In order to look at what dental anxiety is let’s first of all look at anxiety in general. Anxiety is a normal physiological and psychological response to stimulus or a given situation. Everyone experiences anxiety at some time or another and to a certain degree it could be considered “normal”. After all, it’s the body’s built in “alarm system” to protect you when you’re faced with a real or perceived threat.
The body’s “fight or flight” switch is triggered flooding your body with certain hormones that allow you to take action in the face of danger. When anxiety becomes a chronic issue though it’s time to take action and find a solution to your problem… don’t you think?Do you want to learn more? Visit Source .

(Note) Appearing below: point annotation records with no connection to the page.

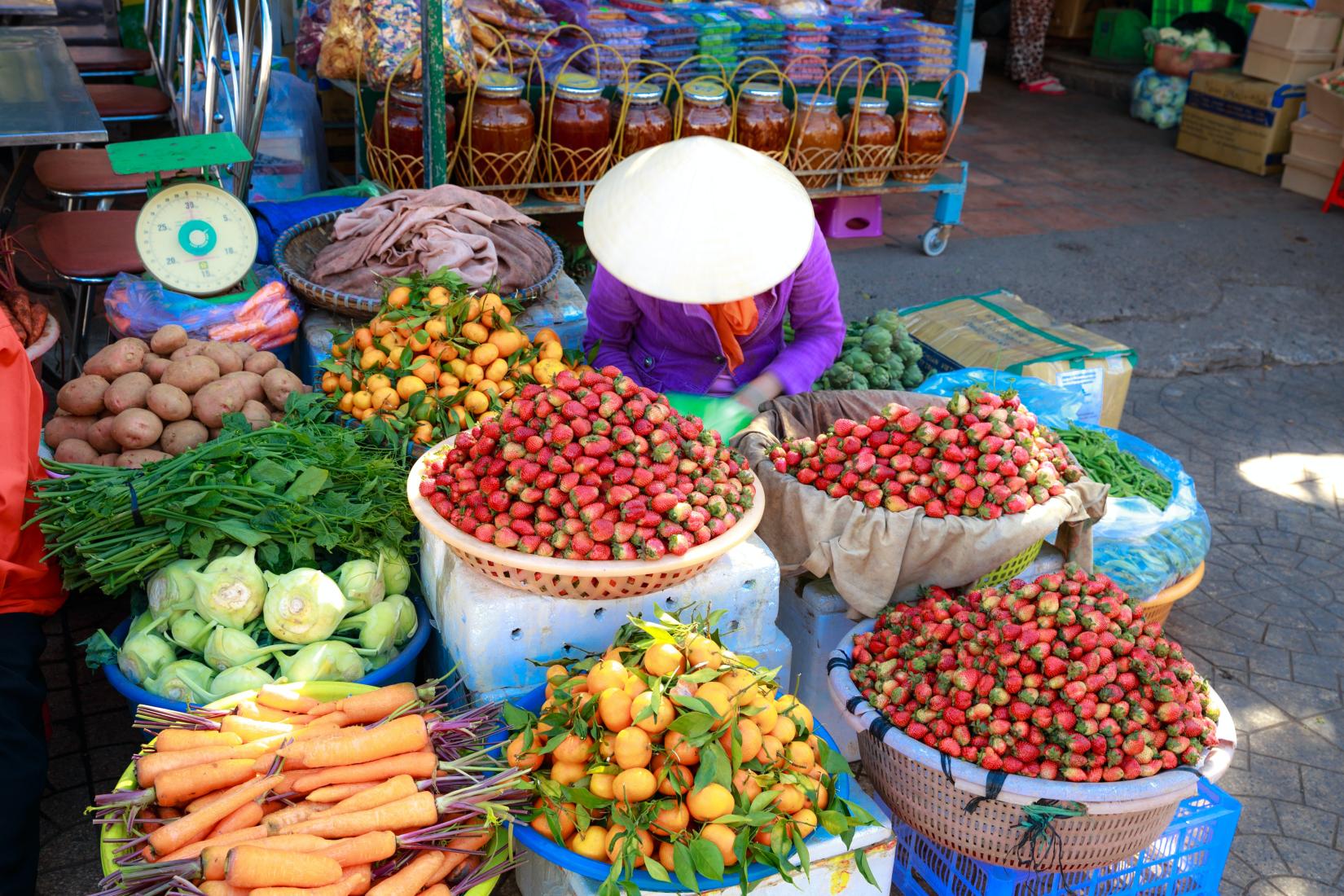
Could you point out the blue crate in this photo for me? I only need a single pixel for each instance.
(1188, 859)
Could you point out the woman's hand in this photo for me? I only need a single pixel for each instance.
(758, 391)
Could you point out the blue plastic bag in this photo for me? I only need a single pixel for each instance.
(1056, 406)
(1143, 548)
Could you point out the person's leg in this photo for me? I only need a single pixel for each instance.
(23, 750)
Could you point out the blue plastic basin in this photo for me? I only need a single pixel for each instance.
(402, 668)
(552, 852)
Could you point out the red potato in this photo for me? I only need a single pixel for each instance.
(169, 339)
(126, 391)
(82, 395)
(136, 428)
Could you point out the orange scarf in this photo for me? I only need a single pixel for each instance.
(731, 320)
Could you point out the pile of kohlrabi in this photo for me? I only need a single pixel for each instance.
(215, 629)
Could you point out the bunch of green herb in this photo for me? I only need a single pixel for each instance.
(303, 492)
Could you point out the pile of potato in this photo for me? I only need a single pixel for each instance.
(138, 402)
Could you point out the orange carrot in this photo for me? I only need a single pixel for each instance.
(195, 825)
(368, 848)
(283, 697)
(149, 766)
(347, 749)
(371, 705)
(246, 815)
(180, 786)
(194, 850)
(221, 888)
(335, 793)
(254, 867)
(405, 815)
(171, 739)
(353, 881)
(411, 877)
(417, 765)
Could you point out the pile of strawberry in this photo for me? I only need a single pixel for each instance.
(982, 455)
(593, 468)
(1056, 679)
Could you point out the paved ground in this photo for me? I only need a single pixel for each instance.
(1098, 219)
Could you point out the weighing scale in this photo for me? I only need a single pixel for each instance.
(192, 235)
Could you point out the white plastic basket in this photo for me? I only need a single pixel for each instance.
(576, 579)
(1121, 819)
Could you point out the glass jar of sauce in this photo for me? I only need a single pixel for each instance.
(925, 141)
(397, 140)
(872, 144)
(764, 120)
(648, 122)
(502, 134)
(818, 138)
(579, 134)
(705, 112)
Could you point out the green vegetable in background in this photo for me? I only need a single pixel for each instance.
(1106, 463)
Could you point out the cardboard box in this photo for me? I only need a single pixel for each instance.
(1073, 18)
(1298, 30)
(1317, 140)
(1324, 103)
(1003, 332)
(1285, 66)
(1238, 121)
(1308, 176)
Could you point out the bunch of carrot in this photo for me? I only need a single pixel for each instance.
(382, 793)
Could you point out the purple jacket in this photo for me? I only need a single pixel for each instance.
(674, 347)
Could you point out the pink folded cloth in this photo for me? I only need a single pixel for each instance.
(407, 231)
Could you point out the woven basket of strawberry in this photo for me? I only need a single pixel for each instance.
(901, 488)
(593, 488)
(1046, 726)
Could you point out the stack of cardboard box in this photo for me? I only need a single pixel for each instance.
(1246, 118)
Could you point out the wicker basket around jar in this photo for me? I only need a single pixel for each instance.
(947, 802)
(574, 579)
(872, 141)
(576, 138)
(498, 144)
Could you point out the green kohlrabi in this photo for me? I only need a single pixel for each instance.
(230, 590)
(304, 606)
(184, 680)
(173, 589)
(322, 661)
(362, 583)
(397, 571)
(143, 656)
(239, 679)
(190, 631)
(226, 648)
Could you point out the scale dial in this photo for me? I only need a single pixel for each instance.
(195, 238)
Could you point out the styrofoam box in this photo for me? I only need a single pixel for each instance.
(832, 868)
(491, 630)
(816, 618)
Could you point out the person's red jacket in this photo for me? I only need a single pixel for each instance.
(27, 585)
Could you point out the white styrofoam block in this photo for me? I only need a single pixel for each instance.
(492, 630)
(832, 868)
(814, 617)
(773, 654)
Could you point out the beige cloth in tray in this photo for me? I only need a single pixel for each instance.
(426, 230)
(874, 554)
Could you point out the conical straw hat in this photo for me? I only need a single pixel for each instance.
(699, 221)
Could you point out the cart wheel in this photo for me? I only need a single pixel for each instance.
(934, 241)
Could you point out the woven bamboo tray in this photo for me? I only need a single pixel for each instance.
(1121, 819)
(299, 246)
(573, 579)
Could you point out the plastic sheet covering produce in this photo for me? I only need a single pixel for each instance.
(1141, 547)
(1157, 99)
(1056, 406)
(268, 318)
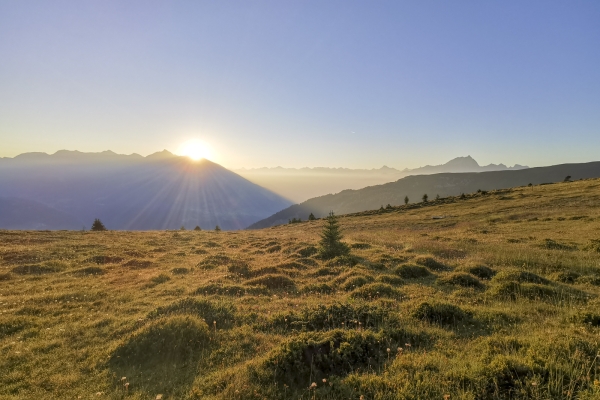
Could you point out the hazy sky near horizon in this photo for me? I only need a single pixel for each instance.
(304, 83)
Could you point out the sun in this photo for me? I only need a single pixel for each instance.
(195, 149)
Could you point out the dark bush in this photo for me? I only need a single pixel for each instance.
(440, 313)
(408, 271)
(461, 279)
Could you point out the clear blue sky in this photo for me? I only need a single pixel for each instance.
(305, 83)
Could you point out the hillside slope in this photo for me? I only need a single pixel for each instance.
(498, 299)
(349, 201)
(161, 191)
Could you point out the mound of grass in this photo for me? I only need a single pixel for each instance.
(532, 291)
(550, 244)
(408, 271)
(308, 251)
(336, 316)
(431, 263)
(36, 269)
(440, 313)
(356, 281)
(161, 278)
(89, 271)
(272, 282)
(241, 269)
(566, 277)
(170, 339)
(317, 288)
(231, 290)
(317, 356)
(460, 279)
(590, 280)
(375, 291)
(325, 271)
(519, 276)
(480, 271)
(342, 261)
(165, 353)
(223, 312)
(587, 318)
(214, 261)
(390, 279)
(138, 264)
(104, 260)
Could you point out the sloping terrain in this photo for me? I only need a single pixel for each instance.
(161, 191)
(18, 213)
(490, 296)
(394, 193)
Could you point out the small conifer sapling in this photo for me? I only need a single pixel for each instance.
(331, 245)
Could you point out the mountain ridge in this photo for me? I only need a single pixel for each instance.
(414, 186)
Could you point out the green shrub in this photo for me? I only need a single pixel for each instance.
(376, 290)
(431, 263)
(224, 313)
(174, 339)
(272, 281)
(461, 279)
(440, 313)
(408, 271)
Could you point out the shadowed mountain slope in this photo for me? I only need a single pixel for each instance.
(161, 191)
(447, 184)
(18, 213)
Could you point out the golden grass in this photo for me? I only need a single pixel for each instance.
(497, 299)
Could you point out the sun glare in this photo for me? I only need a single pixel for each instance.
(195, 149)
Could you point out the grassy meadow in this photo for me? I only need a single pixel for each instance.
(490, 296)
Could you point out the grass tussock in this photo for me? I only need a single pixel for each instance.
(476, 305)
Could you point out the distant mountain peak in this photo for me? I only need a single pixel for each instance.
(161, 155)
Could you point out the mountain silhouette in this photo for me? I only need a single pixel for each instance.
(415, 186)
(300, 184)
(160, 191)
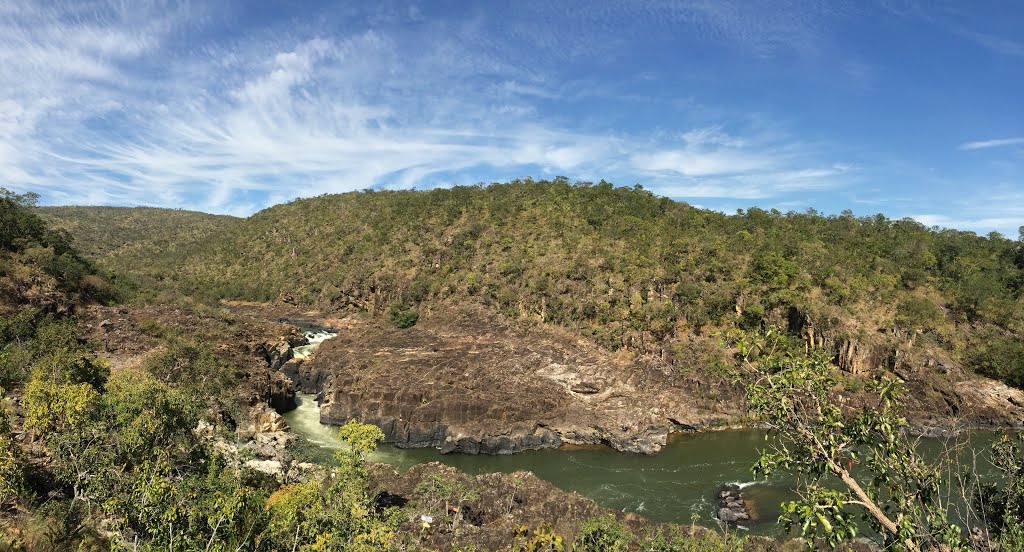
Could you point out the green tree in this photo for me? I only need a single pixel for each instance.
(337, 513)
(817, 438)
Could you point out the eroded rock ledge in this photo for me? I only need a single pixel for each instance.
(476, 385)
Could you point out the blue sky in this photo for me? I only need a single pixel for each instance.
(904, 108)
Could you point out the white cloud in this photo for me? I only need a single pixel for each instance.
(984, 144)
(114, 114)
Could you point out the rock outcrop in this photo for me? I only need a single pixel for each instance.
(732, 506)
(475, 385)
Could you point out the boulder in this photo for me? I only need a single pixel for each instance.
(266, 420)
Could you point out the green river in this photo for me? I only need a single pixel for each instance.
(679, 484)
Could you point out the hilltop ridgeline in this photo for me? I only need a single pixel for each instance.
(620, 266)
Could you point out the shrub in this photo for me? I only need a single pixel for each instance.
(402, 317)
(603, 534)
(1001, 358)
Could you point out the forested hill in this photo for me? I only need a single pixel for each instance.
(134, 240)
(620, 265)
(41, 272)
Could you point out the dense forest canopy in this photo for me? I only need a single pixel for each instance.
(621, 265)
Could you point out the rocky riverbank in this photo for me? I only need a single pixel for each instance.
(475, 385)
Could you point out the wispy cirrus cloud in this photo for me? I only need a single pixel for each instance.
(110, 112)
(985, 144)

In some people genetics may play a role making them more vulnerable to anxiety. There can be biological reasons, influenced by several neurotransmitters to the brain. Some people experience phobic responses such as an irrational fear of going to the dentist or for others a genuine fear or anxiety when visiting the dentist reignites trauma from a past experience of visiting the Dentist or in some people can be related to childhood physical or sexual abuse.
The memory of traumas you’ve experienced throughout your life are stored in your cellular memory, in other words, each cell in your body remembers THAT trauma! No wonder you feel fear and anxiety at just the mere thought of going to the dentist, let alone sitting in the chair.
One common problem you may face if suffering from dental anxiety and probably the worst thing you can do is to put off or delay going to the Dentist. It’s a vicious cycle though, you know you ought to go, but it’s too scary, so you delay or put off going for months or even years and then you wake one night with a dreadful toothache. Before you know it, you’ve reluctantly booked in to get that tooth looked at, only to be told that you not only need that tooth seeing to but many others to boot! Life just doesn’t seem fair!
Commonly used treatments for dental anxiety are such things as distraction techniques, cognitive therapy, hypnotherapy, and acupuncture. Perhaps of more frequent use though is oral or intravenous sedation to reduce the anxiety. The latter means that you need to have this treatment at every visit.
Most people that don’t have dental anxiety may wonder what all the fuss is about. Once anxiety levels begin to rise in your body though, you’re in “fight or flight mode” and the adrenaline starts to pump and there is no doubt in your mind the fear exists. This unfortunately, as someone with dental anxiety will testify tends to make you more sensitive to feeling pain which for many is the basis for having anxiety about visiting the Dentist in the first place. The more anxious you feel the more difficult treatment by the Dentist can be further increasing already high anxiety levels and no doubt anxiety levels in the dentist too.
-Racing pounding heart
-Feeling panic and dread
Tightness in the chest
However, even though you may feel like nobody understands what you’ve been experiencing, know that you are not alone, dental anxiety, fear, phobia whatever you want to call it, is very common indeed. The great news is that it isn’t impossible to get over, you can do something about it and it can be permanent, I’m one of many who have done just that.